RCBI drives innovation with nearly $700,000 in seed funding
A professor has an idea for a new product. An entrepreneur wants to test his design for a better fastener. An existing business seeks to launch a new product line. These and many other ideas have become reality with the help of the Robert C. Byrd Institute (RCBI) at Marshall University.
With the latest round of seed funding awards, 14 additional West Virginia companies and entrepreneurs will receive assistance in moving concepts to reality by utilizing the manufacturing expertise of RCBI and its innovative technologies such as 3D printers, computer-controlled machines and laser cutters.
“Prototypes, building skillsets, marketing assistance and commercialization viability are vital for taking ideas to investors and ultimately to market,” said Charlotte Weber, RCBI director & CEO. “You need something people can see, touch, feel and understand its potential.”
RCBII has awarded nearly $700,000 in early stage assistance to 172 West Virginia entrepreneurs and startup companies, helping them design and patent new products, in-source work, cut lead times and create jobs, said Derek Scarbro, director of business development at RCBI.
The first three years of RCBI’s early stage funding programs generated $66 million in state sales and led to the creation of 318 jobs, according to an economic impact analysis by Marshall University.
The latest award recipients:
- Cole Motorsports of Mercer County – $10,000 to achieve AS 9100 certification – an aerospace quality assurance program – to allow for aerospace applications for its windshield protectant films
- Craft Tote of Kanawha County – $5,000 to design and prototype a tool carrying kit for construction contractors
- Sonia Gonzales of Harrison County – $1,500 to prototype a new travel baby bottle system that also makes the transition from breastfeeding to bottle feeding easier
- Huntington Drum & Container of Cabell County – $5,000 to rebrand and revamp the company’s marketing efforts to promote the company’s services to industry
- Industrial Bolting Technologies of Kanawha County – $5,000 to expand its marketing into new sales territories for their hydraulic torque wrenches
- Key Breads of Cabell County – $5,000 to market its new healthy bread mix products online
- Interstate Radiator of Kanawha County – $7,000 for computer-aided design software training and web-based marketing
- M-Rock of Monroe County – $10,000 to develop prototypes for a new architectural stone installation system
- Multicoat Products of Putnam County – $5,000 to market a new stucco stenciling product
- Novus Aero Development of Cabell County – $10,000 to machine and 3D print parts for an aircraft prototype
- Preiser Scientific of Kanawha County – $5,000 to boost web-based marketing and sales
- Robert Peyton Jr. of Fayette County – $5,000 for promotion and development of a website to market his portable tote for all-terrain vehicles
- Rocco’s Italian Specialty Foods of Wayne County – $5,000 to improve marketing for its frozen food product line, which will include a new single-serve microwavable offering
- Vinyl Graphix of Kanawha County – $5,000 to market the company’s custom vehicle signage capabilities.

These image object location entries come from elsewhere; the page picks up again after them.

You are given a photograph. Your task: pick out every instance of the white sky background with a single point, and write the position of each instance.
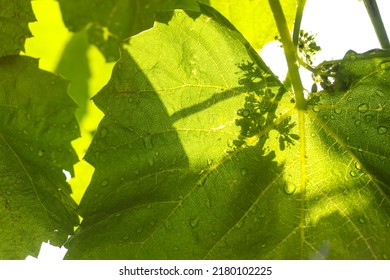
(340, 25)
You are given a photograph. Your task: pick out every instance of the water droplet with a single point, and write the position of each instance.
(104, 183)
(103, 132)
(358, 166)
(245, 113)
(194, 222)
(382, 130)
(289, 188)
(126, 237)
(148, 142)
(338, 111)
(363, 108)
(384, 64)
(380, 93)
(368, 118)
(357, 122)
(352, 56)
(240, 223)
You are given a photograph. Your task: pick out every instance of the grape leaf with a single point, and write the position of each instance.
(114, 20)
(203, 155)
(14, 19)
(37, 124)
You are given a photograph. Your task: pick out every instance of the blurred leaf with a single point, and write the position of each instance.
(14, 19)
(202, 155)
(36, 127)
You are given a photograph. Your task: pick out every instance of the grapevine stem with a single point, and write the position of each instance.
(290, 52)
(376, 19)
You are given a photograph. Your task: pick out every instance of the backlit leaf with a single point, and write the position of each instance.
(202, 155)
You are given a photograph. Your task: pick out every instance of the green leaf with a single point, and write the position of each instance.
(37, 124)
(202, 155)
(114, 20)
(356, 113)
(14, 19)
(111, 21)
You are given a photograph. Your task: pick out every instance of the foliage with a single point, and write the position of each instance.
(201, 153)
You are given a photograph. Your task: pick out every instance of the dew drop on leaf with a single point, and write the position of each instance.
(363, 108)
(358, 166)
(368, 118)
(104, 183)
(148, 142)
(382, 130)
(384, 64)
(357, 122)
(245, 113)
(316, 109)
(103, 132)
(337, 111)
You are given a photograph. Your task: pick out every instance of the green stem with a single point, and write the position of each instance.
(290, 53)
(376, 19)
(298, 20)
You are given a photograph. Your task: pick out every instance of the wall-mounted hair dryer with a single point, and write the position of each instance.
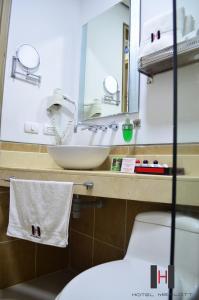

RCBI provides early stage assistance to help state companies and entrepreneurs innovate and grow their businesses. Marketing grants are awarded in partnership with Advantage Valley.
These early-stage funding initiatives are administered through RCBI’s Appalachian Hatchery and Accelerate Forward programs and made possible through the financial support of the U.S. Economic Development Administration (EDA) and the Claude Worthington Benedum Foundation. Appalachian Hatchery is part of POWER (Partnerships for Opportunity and Workforce and Economic Revitalization), a multi-agency initiative that delivers federal resources to help communities affected by job losses in coal mining and related industries.